Trastorno congénito 

Incidencia
(por 100.000 nacimientos)

Hipotiroidismo 
Fenilcetonuria 
Galactosemia 
Hipoacusia neurosensorial 

25
10
2
200

Fuente: adaptada de Mehl AL, Thomson V. 1998

Considerando entonces una evidencia como la presentada en la Tabla 1 se entiende el porqué se generaron iniciativas tendientes a implementar el TUAN en estos países.

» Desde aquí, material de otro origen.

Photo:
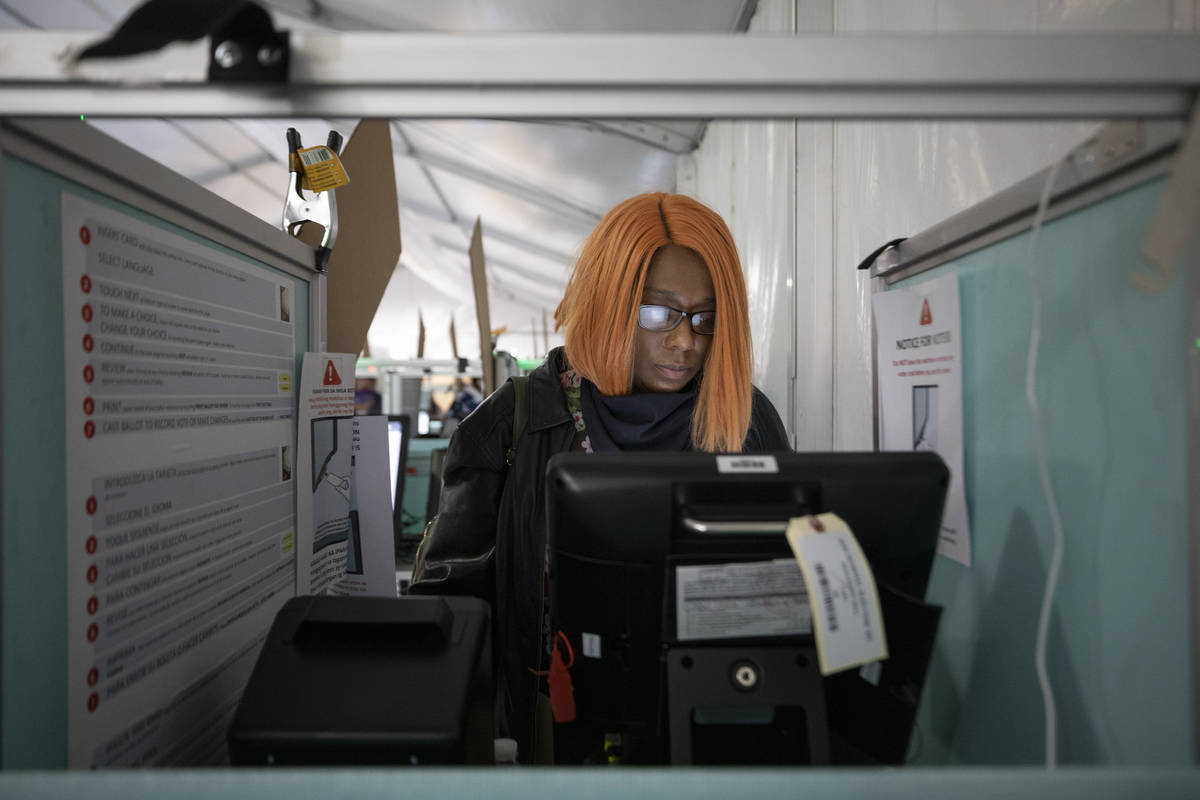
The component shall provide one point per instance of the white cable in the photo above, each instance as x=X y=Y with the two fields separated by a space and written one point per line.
x=1031 y=367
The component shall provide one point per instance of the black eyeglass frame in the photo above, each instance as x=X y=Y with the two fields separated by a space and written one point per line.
x=690 y=316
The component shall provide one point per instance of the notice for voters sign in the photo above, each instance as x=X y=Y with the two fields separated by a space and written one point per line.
x=919 y=368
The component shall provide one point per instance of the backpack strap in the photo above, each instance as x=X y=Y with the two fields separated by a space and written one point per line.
x=520 y=414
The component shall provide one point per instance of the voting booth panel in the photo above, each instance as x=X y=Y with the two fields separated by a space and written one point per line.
x=1111 y=385
x=149 y=446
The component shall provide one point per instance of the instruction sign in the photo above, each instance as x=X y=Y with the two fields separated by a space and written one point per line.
x=180 y=503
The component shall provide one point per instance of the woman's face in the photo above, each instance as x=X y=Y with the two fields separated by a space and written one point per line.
x=666 y=361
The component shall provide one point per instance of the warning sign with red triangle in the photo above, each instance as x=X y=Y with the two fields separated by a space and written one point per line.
x=334 y=379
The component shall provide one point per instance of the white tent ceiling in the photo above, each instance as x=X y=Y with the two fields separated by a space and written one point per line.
x=539 y=187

Sumado a esto, el desarrollo en los equipos para diagnóstico utilizado (emisiones otoacústicas, potenciales evocados auditivos) facilitaba la implementación de este tipo de programas a nivel de los centros hospitalarios, para que todo recién nacido fuera evaluado antes de ser dado de alta.

Las barreras para la implementación de programas de TUAN han sido de todas formas de tipo  financiero, debido a los supuestos altos costos de cada prueba diagnóstica, lo cual se ha estimado entre US$18 y US$33 con un promedio de US$25 por cada niño, comparado con el costo de alrededor de US$3 por niño para cualquiera de las pruebas diagnósticas de tamizaje en sangre realizadas para la detección de otras enfermedades congénitas como las mencionadas en la Tabla 1 (6, 7)

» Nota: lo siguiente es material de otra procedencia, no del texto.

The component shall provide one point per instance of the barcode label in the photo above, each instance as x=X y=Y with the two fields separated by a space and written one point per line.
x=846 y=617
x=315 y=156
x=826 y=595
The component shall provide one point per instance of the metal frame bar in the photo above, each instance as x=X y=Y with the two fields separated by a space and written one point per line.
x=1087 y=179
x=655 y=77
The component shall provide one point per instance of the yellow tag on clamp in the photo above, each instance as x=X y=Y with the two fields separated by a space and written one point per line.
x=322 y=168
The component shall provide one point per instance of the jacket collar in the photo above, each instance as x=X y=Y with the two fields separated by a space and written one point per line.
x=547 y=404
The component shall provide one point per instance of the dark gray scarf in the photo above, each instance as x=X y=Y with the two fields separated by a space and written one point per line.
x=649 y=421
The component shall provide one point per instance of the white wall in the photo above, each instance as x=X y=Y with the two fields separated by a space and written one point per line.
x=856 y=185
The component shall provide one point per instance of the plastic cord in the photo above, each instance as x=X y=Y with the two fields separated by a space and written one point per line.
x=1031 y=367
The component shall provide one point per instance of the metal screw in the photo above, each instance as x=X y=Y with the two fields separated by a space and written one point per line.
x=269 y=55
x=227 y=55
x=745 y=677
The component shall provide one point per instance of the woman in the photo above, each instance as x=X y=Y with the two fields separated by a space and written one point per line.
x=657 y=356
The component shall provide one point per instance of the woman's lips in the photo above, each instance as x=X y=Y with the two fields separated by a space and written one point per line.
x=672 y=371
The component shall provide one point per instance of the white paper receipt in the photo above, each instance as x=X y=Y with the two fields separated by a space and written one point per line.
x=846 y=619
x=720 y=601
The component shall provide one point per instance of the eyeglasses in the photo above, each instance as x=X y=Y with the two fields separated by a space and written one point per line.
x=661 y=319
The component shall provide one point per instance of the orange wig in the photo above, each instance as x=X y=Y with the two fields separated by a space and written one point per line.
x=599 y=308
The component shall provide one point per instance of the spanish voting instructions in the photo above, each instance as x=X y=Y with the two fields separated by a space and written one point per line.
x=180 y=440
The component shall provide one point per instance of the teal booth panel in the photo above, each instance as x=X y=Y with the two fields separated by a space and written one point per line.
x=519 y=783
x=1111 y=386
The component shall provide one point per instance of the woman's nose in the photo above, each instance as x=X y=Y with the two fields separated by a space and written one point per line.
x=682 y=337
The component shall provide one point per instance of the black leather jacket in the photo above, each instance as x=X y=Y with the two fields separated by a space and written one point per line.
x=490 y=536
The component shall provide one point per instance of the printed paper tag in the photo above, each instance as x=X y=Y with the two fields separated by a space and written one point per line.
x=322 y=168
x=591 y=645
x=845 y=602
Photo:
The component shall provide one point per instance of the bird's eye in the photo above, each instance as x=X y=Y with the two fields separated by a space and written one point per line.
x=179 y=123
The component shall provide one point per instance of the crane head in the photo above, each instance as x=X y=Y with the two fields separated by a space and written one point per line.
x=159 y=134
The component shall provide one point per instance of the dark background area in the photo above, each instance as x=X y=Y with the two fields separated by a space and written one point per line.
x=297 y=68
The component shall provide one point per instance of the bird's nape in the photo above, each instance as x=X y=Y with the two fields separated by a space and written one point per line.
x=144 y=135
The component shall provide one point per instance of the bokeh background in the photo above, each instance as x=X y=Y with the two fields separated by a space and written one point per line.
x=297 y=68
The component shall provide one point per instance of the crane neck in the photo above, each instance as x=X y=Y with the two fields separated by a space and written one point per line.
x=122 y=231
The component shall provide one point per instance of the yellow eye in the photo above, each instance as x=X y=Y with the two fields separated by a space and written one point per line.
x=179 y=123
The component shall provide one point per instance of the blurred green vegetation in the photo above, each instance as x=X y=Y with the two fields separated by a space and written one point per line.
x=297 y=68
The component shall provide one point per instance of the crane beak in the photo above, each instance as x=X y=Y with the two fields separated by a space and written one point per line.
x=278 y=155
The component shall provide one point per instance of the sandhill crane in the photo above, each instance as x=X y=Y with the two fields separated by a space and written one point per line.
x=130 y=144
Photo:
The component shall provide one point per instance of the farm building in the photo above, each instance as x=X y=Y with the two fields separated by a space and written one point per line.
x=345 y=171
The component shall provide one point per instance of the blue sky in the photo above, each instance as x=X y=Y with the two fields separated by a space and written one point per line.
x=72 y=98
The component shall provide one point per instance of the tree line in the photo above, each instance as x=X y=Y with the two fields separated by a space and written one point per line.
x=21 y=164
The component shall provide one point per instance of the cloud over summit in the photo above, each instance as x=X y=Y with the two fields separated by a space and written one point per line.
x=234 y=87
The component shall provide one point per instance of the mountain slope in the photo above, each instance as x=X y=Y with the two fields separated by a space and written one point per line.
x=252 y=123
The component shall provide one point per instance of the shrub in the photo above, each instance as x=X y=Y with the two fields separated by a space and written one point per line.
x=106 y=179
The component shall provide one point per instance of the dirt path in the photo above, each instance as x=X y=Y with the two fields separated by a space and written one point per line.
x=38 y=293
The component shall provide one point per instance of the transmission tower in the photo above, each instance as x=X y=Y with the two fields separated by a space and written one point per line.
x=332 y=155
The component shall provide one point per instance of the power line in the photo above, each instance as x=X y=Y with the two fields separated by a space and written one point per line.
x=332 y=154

Sin embargo, los estudios de costos y costo-efectividad de este tipo de intervención han mostrado lo contrario haciendo los análisis desde un contexto  diferente (8, 9). Cuando se analizan los costos que demanda el detectar un nuevo caso de hipoacusia congénita dentro de un programa de tamizaje universal, se observa que la diferencia con el costo de detección de un nuevo caso de otra de las enfermedades congénitas mencionadas no es significativa. Adicionalmente, cuando se aplican análisis de tipo económico a un largo plazo, se observa que se recobran plenamente los costos iniciales debido a que son muy altos los costos que demanda un caso de pérdida auditiva permanente severa que sea detectada tardíamente. Para el caso anterior se requieren tratamientos e intervenciones especializadas de tipo médico, fonoaudiológico, sicológico y en el ambiente escolar del niño afectado (6) que puede también que no den los mejores resultados como hubiera ocurrido si estas intervenciones se hubieran logrado implementar tempranamente con un diagnóstico precoz a través de un programa de tamizaje universal. Las investigaciones han mostrado que un diagnóstico temprano -antes de los seis meses de edad- junto con  una intervención integral y sostenible permitirá que los niños afectados obtengan  niveles más altos de lenguaje comparados con los de aquellos niños que son identificados después de los seis meses de edad (6).